Verma Abhinav, Wenzel Wolfgang
Institute for Scientific Computing, Forschungszentrum Karlsruhe, Karlsruhe, Germany.
BMC Struct Biol. 2007 Mar 19;7:12. doi: 10.1186/1472-6807-7-12.
The reliable prediction of protein tertiary structure from the amino acid sequence remains challenging even for small proteins. We have developed an all-atom free-energy protein forcefield (PFF01) that we could use to fold several small proteins from completely extended conformations. Because the computational cost of de-novo folding studies rises steeply with system size, this approach is unsuitable for structure prediction purposes. We therefore investigate here a low-cost free-energy relaxation protocol for protein structure prediction that combines heuristic methods for model generation with all-atom free-energy relaxation in PFF01.

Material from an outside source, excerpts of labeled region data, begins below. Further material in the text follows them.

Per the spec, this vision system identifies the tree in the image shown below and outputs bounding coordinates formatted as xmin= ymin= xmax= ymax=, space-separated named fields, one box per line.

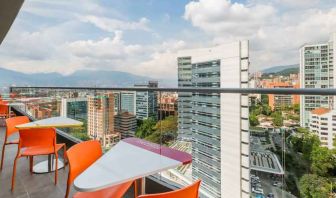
xmin=311 ymin=146 xmax=336 ymax=176
xmin=262 ymin=104 xmax=272 ymax=116
xmin=302 ymin=132 xmax=321 ymax=163
xmin=135 ymin=118 xmax=156 ymax=138
xmin=299 ymin=174 xmax=331 ymax=198
xmin=261 ymin=94 xmax=268 ymax=105
xmin=293 ymin=104 xmax=300 ymax=113
xmin=272 ymin=111 xmax=283 ymax=127
xmin=249 ymin=114 xmax=259 ymax=126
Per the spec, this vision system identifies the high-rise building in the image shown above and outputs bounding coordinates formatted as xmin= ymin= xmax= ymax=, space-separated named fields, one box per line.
xmin=309 ymin=107 xmax=336 ymax=149
xmin=265 ymin=82 xmax=300 ymax=110
xmin=88 ymin=93 xmax=120 ymax=147
xmin=158 ymin=93 xmax=177 ymax=120
xmin=177 ymin=55 xmax=192 ymax=141
xmin=114 ymin=112 xmax=137 ymax=139
xmin=61 ymin=98 xmax=88 ymax=120
xmin=114 ymin=91 xmax=136 ymax=115
xmin=178 ymin=41 xmax=250 ymax=198
xmin=134 ymin=81 xmax=158 ymax=120
xmin=300 ymin=33 xmax=336 ymax=127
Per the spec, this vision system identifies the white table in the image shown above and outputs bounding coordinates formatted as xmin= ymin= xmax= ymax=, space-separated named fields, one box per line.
xmin=16 ymin=117 xmax=83 ymax=129
xmin=74 ymin=138 xmax=192 ymax=192
xmin=16 ymin=117 xmax=83 ymax=173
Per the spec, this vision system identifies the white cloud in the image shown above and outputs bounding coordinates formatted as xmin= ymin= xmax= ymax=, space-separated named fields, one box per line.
xmin=80 ymin=15 xmax=149 ymax=32
xmin=184 ymin=0 xmax=275 ymax=37
xmin=184 ymin=0 xmax=336 ymax=70
xmin=66 ymin=31 xmax=141 ymax=59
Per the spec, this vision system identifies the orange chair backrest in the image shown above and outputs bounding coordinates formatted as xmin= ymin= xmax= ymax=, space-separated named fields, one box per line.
xmin=6 ymin=116 xmax=30 ymax=137
xmin=0 ymin=103 xmax=9 ymax=114
xmin=67 ymin=140 xmax=103 ymax=185
xmin=0 ymin=100 xmax=8 ymax=107
xmin=138 ymin=180 xmax=201 ymax=198
xmin=19 ymin=128 xmax=56 ymax=148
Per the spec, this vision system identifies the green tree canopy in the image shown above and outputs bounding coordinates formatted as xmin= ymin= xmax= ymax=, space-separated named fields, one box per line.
xmin=311 ymin=146 xmax=336 ymax=176
xmin=249 ymin=114 xmax=259 ymax=126
xmin=272 ymin=111 xmax=283 ymax=127
xmin=135 ymin=118 xmax=156 ymax=138
xmin=299 ymin=174 xmax=331 ymax=198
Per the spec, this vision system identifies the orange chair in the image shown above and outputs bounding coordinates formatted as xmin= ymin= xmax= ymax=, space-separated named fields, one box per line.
xmin=138 ymin=180 xmax=201 ymax=198
xmin=12 ymin=128 xmax=66 ymax=191
xmin=0 ymin=103 xmax=9 ymax=118
xmin=65 ymin=140 xmax=136 ymax=198
xmin=0 ymin=116 xmax=29 ymax=170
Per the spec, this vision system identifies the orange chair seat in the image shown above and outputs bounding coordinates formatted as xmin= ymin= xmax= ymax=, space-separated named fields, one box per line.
xmin=21 ymin=144 xmax=64 ymax=156
xmin=73 ymin=181 xmax=134 ymax=198
xmin=6 ymin=139 xmax=19 ymax=144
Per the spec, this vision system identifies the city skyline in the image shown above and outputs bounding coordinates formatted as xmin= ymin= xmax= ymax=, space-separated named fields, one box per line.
xmin=0 ymin=0 xmax=336 ymax=79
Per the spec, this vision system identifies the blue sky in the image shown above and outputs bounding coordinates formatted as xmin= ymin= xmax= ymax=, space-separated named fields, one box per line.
xmin=0 ymin=0 xmax=336 ymax=79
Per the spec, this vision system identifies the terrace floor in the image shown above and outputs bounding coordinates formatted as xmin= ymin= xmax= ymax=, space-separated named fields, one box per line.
xmin=0 ymin=127 xmax=134 ymax=198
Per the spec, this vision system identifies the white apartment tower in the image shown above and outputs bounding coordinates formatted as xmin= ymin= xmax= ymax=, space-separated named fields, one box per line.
xmin=309 ymin=107 xmax=336 ymax=149
xmin=300 ymin=33 xmax=336 ymax=127
xmin=178 ymin=41 xmax=250 ymax=198
xmin=88 ymin=93 xmax=120 ymax=147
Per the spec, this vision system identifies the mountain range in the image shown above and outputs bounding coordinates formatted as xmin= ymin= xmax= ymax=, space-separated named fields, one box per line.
xmin=0 ymin=64 xmax=299 ymax=87
xmin=0 ymin=68 xmax=176 ymax=87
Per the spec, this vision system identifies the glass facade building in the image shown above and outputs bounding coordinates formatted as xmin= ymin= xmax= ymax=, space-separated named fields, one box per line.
xmin=177 ymin=56 xmax=192 ymax=141
xmin=300 ymin=33 xmax=336 ymax=127
xmin=134 ymin=81 xmax=158 ymax=120
xmin=178 ymin=41 xmax=250 ymax=198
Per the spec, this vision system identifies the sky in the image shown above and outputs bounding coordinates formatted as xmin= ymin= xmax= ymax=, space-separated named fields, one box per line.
xmin=0 ymin=0 xmax=336 ymax=79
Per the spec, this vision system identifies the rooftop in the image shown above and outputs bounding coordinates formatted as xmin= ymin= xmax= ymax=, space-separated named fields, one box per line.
xmin=311 ymin=107 xmax=330 ymax=115
xmin=0 ymin=127 xmax=163 ymax=198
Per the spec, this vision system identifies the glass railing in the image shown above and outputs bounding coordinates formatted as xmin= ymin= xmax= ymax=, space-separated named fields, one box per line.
xmin=3 ymin=87 xmax=336 ymax=197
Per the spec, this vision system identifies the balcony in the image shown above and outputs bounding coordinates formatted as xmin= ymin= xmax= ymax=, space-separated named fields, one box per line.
xmin=0 ymin=87 xmax=336 ymax=198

We use PFF01 to rank and cluster the conformations for 32 proteins generated by ROSETTA. For 22/10 high-quality/low quality decoy sets we select near-native conformations with an average Calpha root mean square deviation of 3.03 A/6.04 A. The protocol incorporates an inherent reliability indicator that succeeds for 78% of the decoy sets. In over 90% of these cases near-native conformations are selected from the decoy set. This success rate is rationalized by the quality of the decoys and the selectivity of the PFF01 forcefield, which ranks near-native conformations an average 3.06 standard deviations below that of the relaxed decoys (Z-score).

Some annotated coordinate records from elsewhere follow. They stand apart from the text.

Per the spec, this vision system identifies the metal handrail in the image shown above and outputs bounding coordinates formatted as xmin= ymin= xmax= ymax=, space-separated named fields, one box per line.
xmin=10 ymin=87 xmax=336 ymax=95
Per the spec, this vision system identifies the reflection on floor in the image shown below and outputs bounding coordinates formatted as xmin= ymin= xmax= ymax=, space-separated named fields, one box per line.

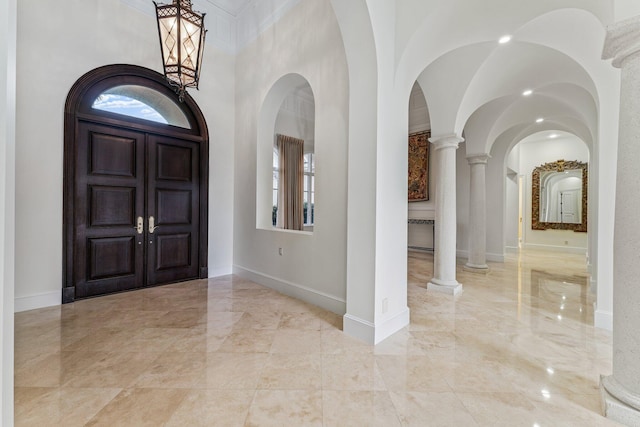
xmin=15 ymin=252 xmax=613 ymax=427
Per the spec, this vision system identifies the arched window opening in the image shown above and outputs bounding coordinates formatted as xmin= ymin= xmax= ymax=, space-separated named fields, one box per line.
xmin=91 ymin=85 xmax=191 ymax=129
xmin=272 ymin=82 xmax=315 ymax=231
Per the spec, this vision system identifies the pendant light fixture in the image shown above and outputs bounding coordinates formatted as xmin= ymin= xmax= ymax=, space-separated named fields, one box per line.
xmin=153 ymin=0 xmax=207 ymax=102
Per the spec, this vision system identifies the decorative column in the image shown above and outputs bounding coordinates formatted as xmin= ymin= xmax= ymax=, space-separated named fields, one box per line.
xmin=427 ymin=135 xmax=464 ymax=295
xmin=465 ymin=154 xmax=491 ymax=272
xmin=600 ymin=17 xmax=640 ymax=426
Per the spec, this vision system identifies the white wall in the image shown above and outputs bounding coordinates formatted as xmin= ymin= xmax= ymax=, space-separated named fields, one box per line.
xmin=15 ymin=0 xmax=235 ymax=310
xmin=0 ymin=0 xmax=16 ymax=426
xmin=234 ymin=0 xmax=348 ymax=313
xmin=519 ymin=135 xmax=589 ymax=253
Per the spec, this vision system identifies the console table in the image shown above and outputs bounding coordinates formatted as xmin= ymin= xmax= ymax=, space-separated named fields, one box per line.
xmin=407 ymin=218 xmax=436 ymax=252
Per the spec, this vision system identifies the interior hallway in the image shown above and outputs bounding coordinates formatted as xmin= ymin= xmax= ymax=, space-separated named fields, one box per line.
xmin=15 ymin=252 xmax=616 ymax=427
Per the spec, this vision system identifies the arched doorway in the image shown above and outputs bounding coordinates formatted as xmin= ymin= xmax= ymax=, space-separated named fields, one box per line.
xmin=62 ymin=65 xmax=209 ymax=303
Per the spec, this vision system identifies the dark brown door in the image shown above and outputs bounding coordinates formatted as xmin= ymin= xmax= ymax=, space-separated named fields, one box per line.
xmin=74 ymin=122 xmax=200 ymax=298
xmin=147 ymin=135 xmax=200 ymax=285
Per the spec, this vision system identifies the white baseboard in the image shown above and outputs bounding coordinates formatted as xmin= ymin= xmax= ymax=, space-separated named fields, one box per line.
xmin=593 ymin=309 xmax=613 ymax=331
xmin=486 ymin=252 xmax=504 ymax=262
xmin=209 ymin=267 xmax=233 ymax=278
xmin=233 ymin=265 xmax=347 ymax=315
xmin=13 ymin=289 xmax=62 ymax=313
xmin=525 ymin=243 xmax=587 ymax=255
xmin=456 ymin=249 xmax=504 ymax=262
xmin=342 ymin=307 xmax=409 ymax=345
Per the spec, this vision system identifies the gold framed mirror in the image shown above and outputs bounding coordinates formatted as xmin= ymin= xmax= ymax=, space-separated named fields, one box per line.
xmin=531 ymin=159 xmax=589 ymax=232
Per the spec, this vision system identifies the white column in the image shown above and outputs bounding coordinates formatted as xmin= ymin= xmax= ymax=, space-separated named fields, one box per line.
xmin=427 ymin=135 xmax=464 ymax=295
xmin=465 ymin=154 xmax=491 ymax=272
xmin=600 ymin=17 xmax=640 ymax=426
xmin=0 ymin=0 xmax=17 ymax=426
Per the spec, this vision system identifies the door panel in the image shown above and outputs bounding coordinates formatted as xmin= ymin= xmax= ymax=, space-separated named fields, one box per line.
xmin=147 ymin=135 xmax=200 ymax=285
xmin=74 ymin=122 xmax=145 ymax=298
xmin=74 ymin=122 xmax=200 ymax=298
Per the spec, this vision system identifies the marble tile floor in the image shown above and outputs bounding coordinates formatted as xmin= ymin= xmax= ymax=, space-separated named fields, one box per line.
xmin=15 ymin=252 xmax=614 ymax=427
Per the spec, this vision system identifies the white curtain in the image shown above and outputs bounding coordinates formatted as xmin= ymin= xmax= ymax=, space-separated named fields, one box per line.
xmin=276 ymin=134 xmax=304 ymax=230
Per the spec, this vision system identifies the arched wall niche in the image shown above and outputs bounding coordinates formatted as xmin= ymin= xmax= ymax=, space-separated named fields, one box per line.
xmin=256 ymin=73 xmax=315 ymax=230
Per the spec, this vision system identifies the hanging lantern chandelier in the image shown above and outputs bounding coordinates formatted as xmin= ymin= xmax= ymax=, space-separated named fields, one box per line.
xmin=153 ymin=0 xmax=207 ymax=101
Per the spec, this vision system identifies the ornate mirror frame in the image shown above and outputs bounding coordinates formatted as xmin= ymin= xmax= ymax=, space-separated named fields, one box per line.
xmin=531 ymin=160 xmax=589 ymax=232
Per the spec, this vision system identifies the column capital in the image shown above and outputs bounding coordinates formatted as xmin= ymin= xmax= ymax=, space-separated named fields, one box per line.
xmin=467 ymin=154 xmax=491 ymax=165
xmin=602 ymin=16 xmax=640 ymax=68
xmin=429 ymin=133 xmax=464 ymax=150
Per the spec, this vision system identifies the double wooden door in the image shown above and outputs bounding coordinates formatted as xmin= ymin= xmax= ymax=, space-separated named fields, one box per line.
xmin=73 ymin=121 xmax=200 ymax=298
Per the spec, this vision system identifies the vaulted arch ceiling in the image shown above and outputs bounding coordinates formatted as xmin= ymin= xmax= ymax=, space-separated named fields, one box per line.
xmin=398 ymin=0 xmax=613 ymax=162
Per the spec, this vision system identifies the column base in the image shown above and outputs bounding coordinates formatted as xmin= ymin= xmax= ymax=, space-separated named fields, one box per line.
xmin=462 ymin=262 xmax=489 ymax=274
xmin=600 ymin=375 xmax=640 ymax=426
xmin=427 ymin=278 xmax=462 ymax=295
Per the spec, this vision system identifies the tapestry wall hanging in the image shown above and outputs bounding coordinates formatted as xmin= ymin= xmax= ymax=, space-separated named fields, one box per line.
xmin=409 ymin=131 xmax=431 ymax=202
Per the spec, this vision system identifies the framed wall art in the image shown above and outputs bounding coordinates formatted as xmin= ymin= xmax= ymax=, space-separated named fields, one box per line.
xmin=408 ymin=131 xmax=431 ymax=202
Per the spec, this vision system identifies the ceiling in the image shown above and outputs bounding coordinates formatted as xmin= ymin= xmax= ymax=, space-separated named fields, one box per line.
xmin=207 ymin=0 xmax=253 ymax=17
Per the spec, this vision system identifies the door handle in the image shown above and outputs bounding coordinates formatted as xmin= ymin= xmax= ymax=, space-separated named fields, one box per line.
xmin=149 ymin=216 xmax=158 ymax=234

All-atom free-energy relaxation with PFF01 emerges as a powerful low-cost approach toward generic de-novo protein structure prediction. The approach can be applied to large all-atom decoy sets of any origin and requires no preexisting structural information to identify the native conformation. The study provides evidence that a large class of proteins may be foldable by PFF01.
即使对于小蛋白质而言,从氨基酸序列可靠预测蛋白质三级结构仍然具有挑战性。我们开发了一种全原子自由能蛋白质力场(PFF01),可用于将几种小蛋白质从完全伸展的构象折叠起来。由于从头折叠研究的计算成本会随着系统大小急剧增加,因此这种方法不适用于结构预测目的。因此,我们在此研究一种用于蛋白质结构预测的低成本自由能松弛方案,该方案将用于模型生成的启发式方法与PFF01中的全原子自由能松弛相结合。

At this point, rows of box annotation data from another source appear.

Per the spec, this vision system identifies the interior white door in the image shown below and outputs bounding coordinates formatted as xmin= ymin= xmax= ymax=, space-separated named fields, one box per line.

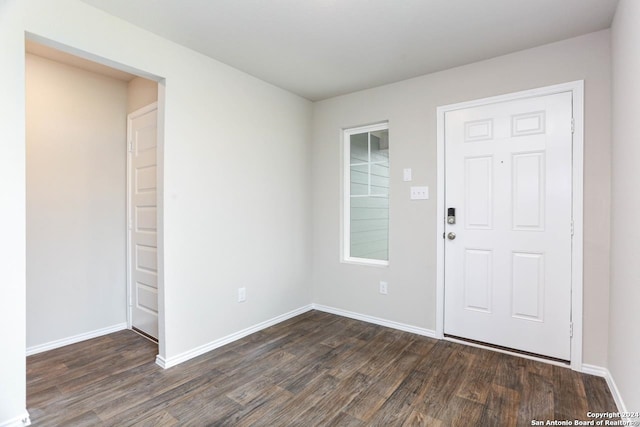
xmin=444 ymin=92 xmax=572 ymax=360
xmin=128 ymin=104 xmax=158 ymax=338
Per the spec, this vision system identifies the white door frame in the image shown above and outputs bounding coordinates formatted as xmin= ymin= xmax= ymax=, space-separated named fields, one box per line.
xmin=125 ymin=101 xmax=162 ymax=338
xmin=436 ymin=80 xmax=584 ymax=371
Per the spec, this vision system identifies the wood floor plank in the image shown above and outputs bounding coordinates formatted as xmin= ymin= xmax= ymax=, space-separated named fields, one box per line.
xmin=27 ymin=311 xmax=616 ymax=427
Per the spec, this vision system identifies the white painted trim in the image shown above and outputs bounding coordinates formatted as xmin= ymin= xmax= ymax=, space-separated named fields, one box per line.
xmin=26 ymin=323 xmax=127 ymax=358
xmin=0 ymin=409 xmax=31 ymax=427
xmin=312 ymin=304 xmax=436 ymax=338
xmin=435 ymin=80 xmax=584 ymax=371
xmin=156 ymin=304 xmax=313 ymax=369
xmin=0 ymin=409 xmax=31 ymax=427
xmin=582 ymin=363 xmax=635 ymax=421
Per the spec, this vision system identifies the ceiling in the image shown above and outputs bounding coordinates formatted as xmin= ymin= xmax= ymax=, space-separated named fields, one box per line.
xmin=77 ymin=0 xmax=618 ymax=101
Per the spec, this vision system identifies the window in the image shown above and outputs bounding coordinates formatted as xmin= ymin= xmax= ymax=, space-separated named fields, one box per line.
xmin=343 ymin=123 xmax=389 ymax=265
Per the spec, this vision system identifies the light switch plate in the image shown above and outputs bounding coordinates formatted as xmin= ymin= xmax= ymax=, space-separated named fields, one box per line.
xmin=411 ymin=187 xmax=429 ymax=200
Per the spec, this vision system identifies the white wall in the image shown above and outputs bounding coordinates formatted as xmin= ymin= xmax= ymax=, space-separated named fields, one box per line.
xmin=127 ymin=77 xmax=158 ymax=113
xmin=312 ymin=30 xmax=610 ymax=366
xmin=0 ymin=1 xmax=26 ymax=424
xmin=0 ymin=0 xmax=311 ymax=424
xmin=26 ymin=54 xmax=127 ymax=348
xmin=609 ymin=0 xmax=640 ymax=411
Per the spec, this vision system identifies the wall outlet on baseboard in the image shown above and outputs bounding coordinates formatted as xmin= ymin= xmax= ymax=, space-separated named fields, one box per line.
xmin=380 ymin=282 xmax=388 ymax=295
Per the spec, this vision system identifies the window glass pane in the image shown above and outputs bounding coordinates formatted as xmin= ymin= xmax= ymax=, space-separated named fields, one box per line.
xmin=371 ymin=130 xmax=389 ymax=162
xmin=370 ymin=162 xmax=389 ymax=196
xmin=345 ymin=124 xmax=390 ymax=261
xmin=351 ymin=132 xmax=369 ymax=164
xmin=350 ymin=197 xmax=389 ymax=260
xmin=350 ymin=164 xmax=369 ymax=196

我们使用PFF01对由ROSETTA生成的32种蛋白质的构象进行排序和聚类。对于22/10个高质量/低质量诱饵集,我们选择了平均Cα均方根偏差为3.03 Å/6.04 Å的近天然构象。该方案包含一个固有的可靠性指标,在78%的诱饵集中成功。在超过90%的这些情况下,从诱饵集中选择了近天然构象。诱饵的质量和PFF01力场的选择性使这种成功率合理化,PFF01力场将近天然构象的排名平均比松弛诱饵低3.06个标准差(Z分数)。
使用PFF01进行全原子自由能松弛成为一种强大的低成本通用从头蛋白质结构预测方法。该方法可应用于任何来源的大型全原子诱饵集,并且无需预先存在的结构信息来识别天然构象。该研究提供了证据表明一大类蛋白质可能可被PFF01折叠。